Human evaluators penalize responses that turn out to be wrong. The model learns to hedge — "it depends," "there are several approaches," "this may vary." This is often appropriate, but it can make agents indecisive when you need them to commit to a specific action or recommendation.

The Confident Error

Sometimes RLHF produces the opposite effect from hedging. A well-structured, confident response that happens to be factually wrong can rate higher with human evaluators than a hesitant response that is correct — because humans tend to conflate confidence with accuracy. The model learns this pattern too.
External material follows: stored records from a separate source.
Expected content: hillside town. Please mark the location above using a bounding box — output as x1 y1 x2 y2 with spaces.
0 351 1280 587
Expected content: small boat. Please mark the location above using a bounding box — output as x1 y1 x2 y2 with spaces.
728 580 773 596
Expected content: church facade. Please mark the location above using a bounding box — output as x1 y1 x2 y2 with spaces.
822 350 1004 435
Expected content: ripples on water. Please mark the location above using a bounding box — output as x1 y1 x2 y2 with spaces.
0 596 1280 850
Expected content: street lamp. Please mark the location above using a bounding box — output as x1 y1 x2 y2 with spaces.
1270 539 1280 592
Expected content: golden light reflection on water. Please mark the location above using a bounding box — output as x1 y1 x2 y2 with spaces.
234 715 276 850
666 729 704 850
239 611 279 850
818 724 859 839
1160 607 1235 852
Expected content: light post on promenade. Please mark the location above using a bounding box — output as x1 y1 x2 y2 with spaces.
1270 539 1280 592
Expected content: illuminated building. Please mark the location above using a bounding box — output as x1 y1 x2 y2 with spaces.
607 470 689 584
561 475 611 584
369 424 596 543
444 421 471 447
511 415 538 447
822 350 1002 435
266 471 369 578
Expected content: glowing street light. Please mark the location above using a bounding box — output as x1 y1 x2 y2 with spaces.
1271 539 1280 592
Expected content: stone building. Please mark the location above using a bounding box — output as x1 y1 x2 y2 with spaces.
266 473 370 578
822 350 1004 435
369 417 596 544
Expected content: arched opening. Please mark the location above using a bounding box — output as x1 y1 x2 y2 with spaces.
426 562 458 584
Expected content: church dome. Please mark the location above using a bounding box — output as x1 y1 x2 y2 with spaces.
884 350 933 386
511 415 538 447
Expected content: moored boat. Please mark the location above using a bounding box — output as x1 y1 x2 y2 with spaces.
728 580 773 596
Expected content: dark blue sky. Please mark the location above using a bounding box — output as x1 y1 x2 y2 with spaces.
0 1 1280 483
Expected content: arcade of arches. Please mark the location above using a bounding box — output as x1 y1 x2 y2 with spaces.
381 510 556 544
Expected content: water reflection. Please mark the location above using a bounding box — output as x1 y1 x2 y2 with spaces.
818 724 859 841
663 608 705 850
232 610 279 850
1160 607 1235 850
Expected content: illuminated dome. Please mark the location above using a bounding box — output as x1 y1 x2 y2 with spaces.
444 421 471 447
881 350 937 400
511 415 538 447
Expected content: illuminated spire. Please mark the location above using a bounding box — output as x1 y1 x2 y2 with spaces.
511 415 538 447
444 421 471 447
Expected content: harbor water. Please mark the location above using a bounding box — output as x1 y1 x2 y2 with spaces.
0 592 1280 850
The consequence: when an LLM hallucinates, it does so with conviction. It is not deliberately lying. It is making a bad prediction (generating a token that does not reflect reality), but it has also learned that confident delivery is preferred. The combination of a wrong prediction and a confident tone produces the hallucinations that are factually incorrect yet stated with authority.
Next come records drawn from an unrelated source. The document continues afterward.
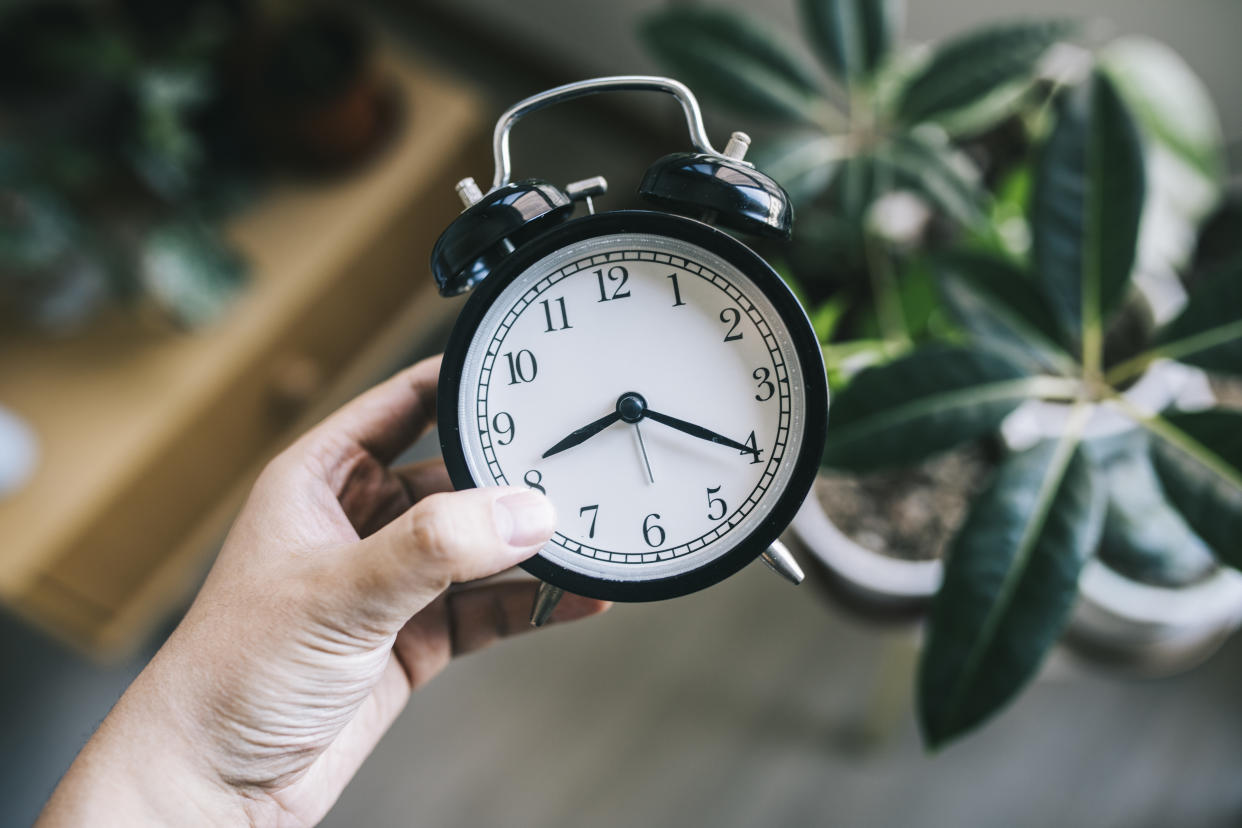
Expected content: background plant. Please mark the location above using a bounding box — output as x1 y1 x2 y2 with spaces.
641 0 1072 362
0 0 377 329
825 68 1242 745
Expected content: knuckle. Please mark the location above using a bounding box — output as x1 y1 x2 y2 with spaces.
410 494 456 564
The Training Data Detective Framework

The practical takeaway from understanding the training pipeline is a framework for reasoning about LLM behavior:

When an LLM does something surprising — good or bad — ask: what was in the training data that would produce this behavior?

This framework applies broadly:

LLMs translate well between programming languages — because GitHub contains many implementations of similar projects in different languages, plus discussions about porting code.
LLMs struggle with recent information — because the training data has a cutoff date. The model has never seen information published after that date.
LLMs are good at cover letters and marketing copy — because there are enormous amounts of this content online, with many examples of polished versions.
LLMs sometimes produce code with subtle security issues — because most code tutorials and blog posts focus on functionality, not security. The insecure pattern is more common in the training data than the secure one.
LLMs prefer popular libraries over niche ones — because popular libraries appear far more frequently in the training data. The more common a pattern is on the internet, the better the LLM will be at reproducing it.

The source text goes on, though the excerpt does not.